2. Using conditional formatting in Microsoft Excel®

  1. Create an Excel workbook containing the table (e.g. values as in Table 2 or Table 3 above)

  2. Select the range of your Excel worksheet to be formatted (i.e. one of the concentration columns)

  3. In the upper ‘ribbon’ menu select Home » Conditional Formatting » Highlight cells rules » Greater than...

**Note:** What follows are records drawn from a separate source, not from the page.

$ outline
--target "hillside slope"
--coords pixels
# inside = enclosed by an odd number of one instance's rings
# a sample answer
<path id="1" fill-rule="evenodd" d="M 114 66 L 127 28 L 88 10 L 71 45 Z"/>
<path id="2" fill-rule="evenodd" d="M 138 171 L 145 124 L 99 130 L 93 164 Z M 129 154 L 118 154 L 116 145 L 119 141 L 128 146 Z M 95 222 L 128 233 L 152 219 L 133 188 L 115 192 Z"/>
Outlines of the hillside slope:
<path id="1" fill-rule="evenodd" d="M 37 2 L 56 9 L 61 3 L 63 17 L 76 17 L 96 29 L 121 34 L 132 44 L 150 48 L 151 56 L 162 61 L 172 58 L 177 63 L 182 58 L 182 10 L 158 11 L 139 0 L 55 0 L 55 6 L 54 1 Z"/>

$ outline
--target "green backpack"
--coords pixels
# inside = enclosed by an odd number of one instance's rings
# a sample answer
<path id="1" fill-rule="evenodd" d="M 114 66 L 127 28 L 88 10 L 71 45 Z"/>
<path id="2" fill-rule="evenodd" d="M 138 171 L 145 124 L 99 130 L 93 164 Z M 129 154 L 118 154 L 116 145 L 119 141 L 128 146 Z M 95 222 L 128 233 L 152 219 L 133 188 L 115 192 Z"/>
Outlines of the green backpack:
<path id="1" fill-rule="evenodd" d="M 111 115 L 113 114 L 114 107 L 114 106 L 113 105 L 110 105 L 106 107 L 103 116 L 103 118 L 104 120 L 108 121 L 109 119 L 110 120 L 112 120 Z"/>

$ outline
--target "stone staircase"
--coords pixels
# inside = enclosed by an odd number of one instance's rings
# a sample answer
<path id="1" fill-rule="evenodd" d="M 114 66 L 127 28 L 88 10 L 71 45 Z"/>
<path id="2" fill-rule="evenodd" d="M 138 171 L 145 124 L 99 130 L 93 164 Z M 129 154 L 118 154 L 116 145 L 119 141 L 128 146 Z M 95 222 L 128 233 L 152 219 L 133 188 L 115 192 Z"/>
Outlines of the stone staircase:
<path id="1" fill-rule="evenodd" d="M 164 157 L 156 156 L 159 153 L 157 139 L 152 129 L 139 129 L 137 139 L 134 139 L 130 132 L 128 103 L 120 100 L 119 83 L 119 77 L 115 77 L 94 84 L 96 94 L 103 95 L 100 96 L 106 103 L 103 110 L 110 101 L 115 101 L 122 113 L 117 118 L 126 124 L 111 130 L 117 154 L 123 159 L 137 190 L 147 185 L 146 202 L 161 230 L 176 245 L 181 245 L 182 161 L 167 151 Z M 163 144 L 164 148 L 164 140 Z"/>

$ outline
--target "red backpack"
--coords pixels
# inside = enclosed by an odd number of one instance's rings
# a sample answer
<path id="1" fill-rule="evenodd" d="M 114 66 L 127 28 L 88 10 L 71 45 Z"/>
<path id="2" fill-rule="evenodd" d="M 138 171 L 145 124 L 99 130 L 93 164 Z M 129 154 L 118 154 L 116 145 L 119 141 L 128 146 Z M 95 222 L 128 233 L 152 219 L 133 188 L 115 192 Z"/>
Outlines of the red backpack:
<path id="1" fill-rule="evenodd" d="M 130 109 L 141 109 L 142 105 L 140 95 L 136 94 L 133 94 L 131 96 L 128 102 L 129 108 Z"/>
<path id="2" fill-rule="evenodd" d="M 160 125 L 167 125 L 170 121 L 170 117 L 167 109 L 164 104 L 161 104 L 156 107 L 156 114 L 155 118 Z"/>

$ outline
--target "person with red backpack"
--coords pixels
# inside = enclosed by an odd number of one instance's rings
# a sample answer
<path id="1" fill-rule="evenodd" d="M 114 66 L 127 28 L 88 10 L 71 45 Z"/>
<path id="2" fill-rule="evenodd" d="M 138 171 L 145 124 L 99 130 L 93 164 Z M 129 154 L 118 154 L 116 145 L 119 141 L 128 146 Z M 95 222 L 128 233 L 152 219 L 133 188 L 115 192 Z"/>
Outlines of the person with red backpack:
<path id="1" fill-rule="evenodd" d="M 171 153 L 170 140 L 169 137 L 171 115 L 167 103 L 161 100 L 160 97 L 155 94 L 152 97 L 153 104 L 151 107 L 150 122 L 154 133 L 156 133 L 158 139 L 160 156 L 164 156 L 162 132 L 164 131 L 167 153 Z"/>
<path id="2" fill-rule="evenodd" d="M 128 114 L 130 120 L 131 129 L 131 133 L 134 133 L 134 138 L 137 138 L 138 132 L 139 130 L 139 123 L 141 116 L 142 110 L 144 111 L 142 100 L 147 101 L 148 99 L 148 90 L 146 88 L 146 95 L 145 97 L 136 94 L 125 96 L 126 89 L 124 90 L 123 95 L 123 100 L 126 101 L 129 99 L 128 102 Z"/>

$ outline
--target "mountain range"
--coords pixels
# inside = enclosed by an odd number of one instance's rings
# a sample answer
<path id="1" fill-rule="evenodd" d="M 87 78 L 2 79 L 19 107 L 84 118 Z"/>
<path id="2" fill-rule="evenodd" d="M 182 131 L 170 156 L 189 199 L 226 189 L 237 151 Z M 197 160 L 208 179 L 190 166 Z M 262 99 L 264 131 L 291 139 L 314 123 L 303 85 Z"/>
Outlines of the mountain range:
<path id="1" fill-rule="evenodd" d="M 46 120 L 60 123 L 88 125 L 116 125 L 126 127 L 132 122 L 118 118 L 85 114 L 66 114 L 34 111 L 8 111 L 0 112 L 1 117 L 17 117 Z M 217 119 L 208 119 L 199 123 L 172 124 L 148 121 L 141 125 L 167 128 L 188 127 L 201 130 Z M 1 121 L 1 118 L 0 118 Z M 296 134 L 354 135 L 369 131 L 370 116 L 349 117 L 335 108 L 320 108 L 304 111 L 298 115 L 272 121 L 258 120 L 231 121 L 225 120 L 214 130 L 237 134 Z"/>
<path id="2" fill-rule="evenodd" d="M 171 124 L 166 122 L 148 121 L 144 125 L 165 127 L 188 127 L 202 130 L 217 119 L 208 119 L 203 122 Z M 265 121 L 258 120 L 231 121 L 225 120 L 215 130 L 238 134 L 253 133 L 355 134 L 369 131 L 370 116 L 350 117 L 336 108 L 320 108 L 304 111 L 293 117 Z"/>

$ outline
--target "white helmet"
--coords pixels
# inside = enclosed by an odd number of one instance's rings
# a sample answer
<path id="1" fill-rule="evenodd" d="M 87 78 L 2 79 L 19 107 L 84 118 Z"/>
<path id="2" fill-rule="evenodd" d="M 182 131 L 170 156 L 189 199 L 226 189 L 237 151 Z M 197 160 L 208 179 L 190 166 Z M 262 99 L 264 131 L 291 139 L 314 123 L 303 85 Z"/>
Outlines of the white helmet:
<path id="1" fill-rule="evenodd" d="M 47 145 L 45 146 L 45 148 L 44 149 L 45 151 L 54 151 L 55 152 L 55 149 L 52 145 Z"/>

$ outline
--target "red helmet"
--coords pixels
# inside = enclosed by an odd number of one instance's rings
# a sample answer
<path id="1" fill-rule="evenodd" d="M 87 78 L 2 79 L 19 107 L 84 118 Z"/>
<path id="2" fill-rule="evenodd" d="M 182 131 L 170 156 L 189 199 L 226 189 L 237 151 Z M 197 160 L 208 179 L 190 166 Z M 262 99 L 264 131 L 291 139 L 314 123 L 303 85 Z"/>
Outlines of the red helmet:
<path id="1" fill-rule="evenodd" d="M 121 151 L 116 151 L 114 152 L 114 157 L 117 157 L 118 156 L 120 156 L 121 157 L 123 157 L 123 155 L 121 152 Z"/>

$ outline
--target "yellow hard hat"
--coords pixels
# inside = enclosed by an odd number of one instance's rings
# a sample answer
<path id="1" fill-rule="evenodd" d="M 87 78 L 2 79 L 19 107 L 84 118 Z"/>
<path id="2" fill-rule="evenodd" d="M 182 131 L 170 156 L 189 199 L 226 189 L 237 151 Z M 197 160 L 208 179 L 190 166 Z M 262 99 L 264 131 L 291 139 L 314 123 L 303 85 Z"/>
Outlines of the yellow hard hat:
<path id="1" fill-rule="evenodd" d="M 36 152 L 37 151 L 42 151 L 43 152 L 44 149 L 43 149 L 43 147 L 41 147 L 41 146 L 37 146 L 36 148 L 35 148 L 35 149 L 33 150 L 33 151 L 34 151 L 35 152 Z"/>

  4. In the dialog box which appears, enter the value relevant to the column selected (e.g. DGV from the Sediment quality Guidelines), and choose a highlight style

Figure 1: Animation of conditional formatting in Excel showing highlighting of zinc concentrations above both the DGV and GV-high guideline values.
Figure 1: Animation of conditional formatting in Excel showing highlighting of zinc concentrations above both the DGV and GV-high guideline values.

 

References

Gohel D, Moog S (2024). officer: Manipulation of Microsoft Word and PowerPoint Documents. R package version 0.6.6, https://CRAN.R-project.org/package=officer.

Gohel D, Skintzos P (2024). flextable: Functions for Tabular Reporting. R package version 0.9.6, https://CRAN.R-project.org/package=flextable. (see also David Gohel's free eBook Using the flextable R package)

NEPC (National Environment Protection Council). (2011). Schedule B(1): Guideline on the Investigation Levels for Soil and Groundwater. In National Environment Protection (Assessment of Site Contamination) Measure (Amended). Commonwealth of Australia.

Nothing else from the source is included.